Haley Joel Osment visits MIT to promote AI

Submitted by kbarr on May 30, 2001 - 1:49pm.

I was amused that Haley Joel Osment required a security detail that would rival a presidential visit. The following article appeared describing his visit.

- Stephen Schaefer

A special sneak peek of Steven Spielberg's top-secret summer film, A.I., which was held Monday at the Massachusetts Institute of Technology's Artificial Intelligence Lab, didn't go quite as planned.

Technical glitches at the Warner Bros.-sponsored symposium were followed by actual artificial-intelligence researchers punching holes into the plausibility of Spielberg's sci-fi film about a robot boy (Haley Joel Osment) programmed with human emotions.

The event was kicked off with an old-fashioned film clip of screenwriter-director Spielberg sending his regrets for not attending (he's now under pressure to complete Minority Report with Tom Cruise before a possible July 1 actors' strike). This was followed by what was supposed to be a 10-minute clip of the movie. In reality, the A.I. exclusive turned out to be only about five minutes long, and the opening scene lost most of Ben Kingsley's voiceover narration due to projection problems.

Wanted: a Robot Capable of Love
The little footage we did see featured William Hurt as an arrogant college professor giving a class a shocking demonstration. He assaults a woman named Mecca, first stabbing her in the hand, but she does not bleed. Then he pulls off her face to expose her metallic interior and takes out her computer chip. Yes, she's a robot.

Hurt tells the class that although Mecca may be a marvel, she is devoid of emotion. He declares that they must now build an android capable of love. This prompts a student to voice what seems to be the still-ultrasecret theme of A.I.: What kind of responsibility do humans have toward a machine that can feel, even love?

Kubrick Gave Spielberg His Blessing
A group of artificial intelligence heavyweights, most of them from MIT's AI Lab (which was founded in 1959), then gave a panel presentation, which was followed by Osment, who was accompanied by Spielberg's longtime producer, Kathleen Kennedy.

Kennedy, who left immediately after the presentation to go to George Lucas' Industrial Light and Magic facilities, where A.I. is still in post-production, explained, "MIT had very little involvement [in making A.I.]. Steven sat on his own and wrote the screenplay ... it was solitary going."
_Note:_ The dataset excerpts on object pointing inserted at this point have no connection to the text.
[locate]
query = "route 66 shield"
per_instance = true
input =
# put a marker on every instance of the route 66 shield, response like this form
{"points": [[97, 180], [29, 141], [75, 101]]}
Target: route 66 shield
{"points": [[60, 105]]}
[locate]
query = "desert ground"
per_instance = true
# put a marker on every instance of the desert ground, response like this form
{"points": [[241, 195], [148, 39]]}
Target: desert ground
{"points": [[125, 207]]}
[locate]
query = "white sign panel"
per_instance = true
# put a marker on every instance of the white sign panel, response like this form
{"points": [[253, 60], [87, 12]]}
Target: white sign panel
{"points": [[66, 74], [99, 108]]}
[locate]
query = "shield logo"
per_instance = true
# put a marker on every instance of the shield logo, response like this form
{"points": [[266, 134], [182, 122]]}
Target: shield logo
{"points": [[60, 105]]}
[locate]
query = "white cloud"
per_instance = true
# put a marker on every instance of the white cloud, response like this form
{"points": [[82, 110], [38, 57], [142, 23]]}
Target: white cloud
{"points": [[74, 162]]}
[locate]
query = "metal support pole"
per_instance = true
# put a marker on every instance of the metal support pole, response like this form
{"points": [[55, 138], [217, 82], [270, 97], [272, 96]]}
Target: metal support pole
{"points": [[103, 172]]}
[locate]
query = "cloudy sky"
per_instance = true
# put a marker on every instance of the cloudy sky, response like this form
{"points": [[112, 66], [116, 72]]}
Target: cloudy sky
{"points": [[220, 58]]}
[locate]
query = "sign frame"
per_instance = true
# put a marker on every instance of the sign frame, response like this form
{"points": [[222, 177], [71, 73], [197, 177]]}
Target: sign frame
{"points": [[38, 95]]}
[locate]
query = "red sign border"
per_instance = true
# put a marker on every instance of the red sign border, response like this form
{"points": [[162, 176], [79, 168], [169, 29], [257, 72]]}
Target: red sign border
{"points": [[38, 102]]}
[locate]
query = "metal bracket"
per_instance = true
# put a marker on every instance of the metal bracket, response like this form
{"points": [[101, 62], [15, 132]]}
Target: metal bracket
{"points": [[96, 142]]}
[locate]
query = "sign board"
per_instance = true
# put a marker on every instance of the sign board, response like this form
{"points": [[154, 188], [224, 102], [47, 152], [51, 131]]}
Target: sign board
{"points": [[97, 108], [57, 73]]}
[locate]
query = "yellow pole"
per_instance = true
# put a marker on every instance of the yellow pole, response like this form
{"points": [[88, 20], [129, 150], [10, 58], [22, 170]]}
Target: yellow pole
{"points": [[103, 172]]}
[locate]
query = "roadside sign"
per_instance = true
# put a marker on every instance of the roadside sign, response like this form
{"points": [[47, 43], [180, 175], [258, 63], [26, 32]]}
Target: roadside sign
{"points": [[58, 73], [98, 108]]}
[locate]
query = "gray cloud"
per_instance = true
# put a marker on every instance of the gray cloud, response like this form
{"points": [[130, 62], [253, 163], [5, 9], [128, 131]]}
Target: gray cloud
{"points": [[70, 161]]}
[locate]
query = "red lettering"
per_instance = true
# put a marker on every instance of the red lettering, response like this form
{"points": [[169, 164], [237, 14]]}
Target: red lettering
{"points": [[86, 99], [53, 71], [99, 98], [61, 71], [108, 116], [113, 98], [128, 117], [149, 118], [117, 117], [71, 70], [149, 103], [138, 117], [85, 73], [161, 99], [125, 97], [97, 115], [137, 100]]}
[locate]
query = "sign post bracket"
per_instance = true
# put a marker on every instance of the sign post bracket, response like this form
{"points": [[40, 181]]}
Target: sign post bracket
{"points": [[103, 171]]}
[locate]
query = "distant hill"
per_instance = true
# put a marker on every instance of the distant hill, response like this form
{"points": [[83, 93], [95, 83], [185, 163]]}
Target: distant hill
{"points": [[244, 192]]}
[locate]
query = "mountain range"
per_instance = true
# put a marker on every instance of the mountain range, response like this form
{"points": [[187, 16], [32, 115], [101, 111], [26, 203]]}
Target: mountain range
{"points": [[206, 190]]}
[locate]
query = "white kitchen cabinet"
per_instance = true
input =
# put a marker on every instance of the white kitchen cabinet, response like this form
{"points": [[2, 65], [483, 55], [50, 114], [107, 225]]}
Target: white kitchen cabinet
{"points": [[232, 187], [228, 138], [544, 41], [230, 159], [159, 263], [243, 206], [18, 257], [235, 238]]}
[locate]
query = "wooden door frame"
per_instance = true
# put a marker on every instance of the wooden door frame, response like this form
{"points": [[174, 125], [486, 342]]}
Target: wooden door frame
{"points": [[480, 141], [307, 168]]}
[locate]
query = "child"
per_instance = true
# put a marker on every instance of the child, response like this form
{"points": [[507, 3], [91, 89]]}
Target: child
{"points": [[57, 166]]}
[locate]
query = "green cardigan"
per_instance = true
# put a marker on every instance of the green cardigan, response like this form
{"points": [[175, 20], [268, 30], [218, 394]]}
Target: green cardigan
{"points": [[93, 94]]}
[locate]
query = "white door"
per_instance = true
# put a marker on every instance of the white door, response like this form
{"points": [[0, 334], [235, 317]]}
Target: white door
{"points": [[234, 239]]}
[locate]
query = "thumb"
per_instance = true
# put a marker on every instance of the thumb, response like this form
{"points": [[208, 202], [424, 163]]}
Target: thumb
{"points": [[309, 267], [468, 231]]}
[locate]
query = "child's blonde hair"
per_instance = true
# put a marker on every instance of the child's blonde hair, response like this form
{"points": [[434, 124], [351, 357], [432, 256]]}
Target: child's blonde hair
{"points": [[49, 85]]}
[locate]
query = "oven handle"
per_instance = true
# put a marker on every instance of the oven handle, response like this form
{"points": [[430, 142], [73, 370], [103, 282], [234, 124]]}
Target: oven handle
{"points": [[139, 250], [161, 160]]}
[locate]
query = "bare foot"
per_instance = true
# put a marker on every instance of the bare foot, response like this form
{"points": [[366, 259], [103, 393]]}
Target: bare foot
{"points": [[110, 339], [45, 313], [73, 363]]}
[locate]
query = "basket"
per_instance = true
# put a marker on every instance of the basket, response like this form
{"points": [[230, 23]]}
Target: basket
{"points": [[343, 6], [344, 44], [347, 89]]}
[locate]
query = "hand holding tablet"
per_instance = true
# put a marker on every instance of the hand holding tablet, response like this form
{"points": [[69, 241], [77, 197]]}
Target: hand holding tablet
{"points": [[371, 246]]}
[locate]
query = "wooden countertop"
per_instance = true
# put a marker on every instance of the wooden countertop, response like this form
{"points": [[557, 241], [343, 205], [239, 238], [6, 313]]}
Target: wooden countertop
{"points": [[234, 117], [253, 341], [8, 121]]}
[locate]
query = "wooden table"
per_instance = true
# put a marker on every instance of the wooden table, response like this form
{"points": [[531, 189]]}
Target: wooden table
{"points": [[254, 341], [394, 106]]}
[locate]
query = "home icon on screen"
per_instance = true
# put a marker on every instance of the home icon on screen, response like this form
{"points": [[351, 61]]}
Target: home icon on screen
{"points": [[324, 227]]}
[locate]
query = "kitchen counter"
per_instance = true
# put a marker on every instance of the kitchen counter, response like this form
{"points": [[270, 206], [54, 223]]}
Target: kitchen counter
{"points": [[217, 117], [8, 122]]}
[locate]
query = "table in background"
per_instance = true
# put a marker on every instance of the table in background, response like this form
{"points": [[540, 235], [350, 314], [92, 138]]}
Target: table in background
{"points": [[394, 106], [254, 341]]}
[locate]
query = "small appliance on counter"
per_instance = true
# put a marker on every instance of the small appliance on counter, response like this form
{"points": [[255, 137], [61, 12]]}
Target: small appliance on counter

Asked what impact the late Stanley Kubrick had on the finished Spielberg film, Kennedy explained that Kubrick "was interested in AI all his life, most notably in HAL," the malevolent computer in his classic, 2001: A Space Odyssey. Kubrick "wanted to take it to the next step, wondering if we have to love the inventions we create."

Kennedy explained that for Kubrick, A.I. was "a long-aborning project, with vast storyboards he worked on for 10 years, and he and Steven would have conversations about it over the years. Kubrick wrote a treatment, there was never a screenplay."

Kubrick's death in 1999 left A.I. in limbo until his family agreed to let Spielberg take on the project. "Steven was given all those materials," Kennedy noted. "In a funny way, it's a merging of sensibilities and oddly, originally he had said to Steven it had a lot of [Steven's] input when Stanley had it. Stanley had said, 'This should be your project because it's more your sensibility than mine.'"

Academics Skeptical of Movie Science
Cambridge being far from Hollywood, not everyone was bowled over by what they saw. One MIT student proceeded to mock the supposedly scientific Hurt's declaration - "A man stands and says, 'Let's put love into a robot'?" - and ended by predicting, "I think nobody is going to respect this!"

Kennedy, who cheerfully conceded A.I.'s "obvious comparisons" with Spielberg's E.T. and Close Encounters of the Third Kind, coolly suggested that the student "wait until you see the movie and then come back and ask that question."

Maybe that's what all of America will be doing once A.I. opens June 29. As MIT's Cynthia Breazeal, one of the panelists, who has created an interactive robot called Kismet, said, "Science fiction for us is a tremendous source of inspiration, giving us ideas before we have any idea of how to build them. HAL was an icon of AI and maybe if this movie resonates, it could be an icon of this new consciousness of AI. Movies have a way of inspiring people."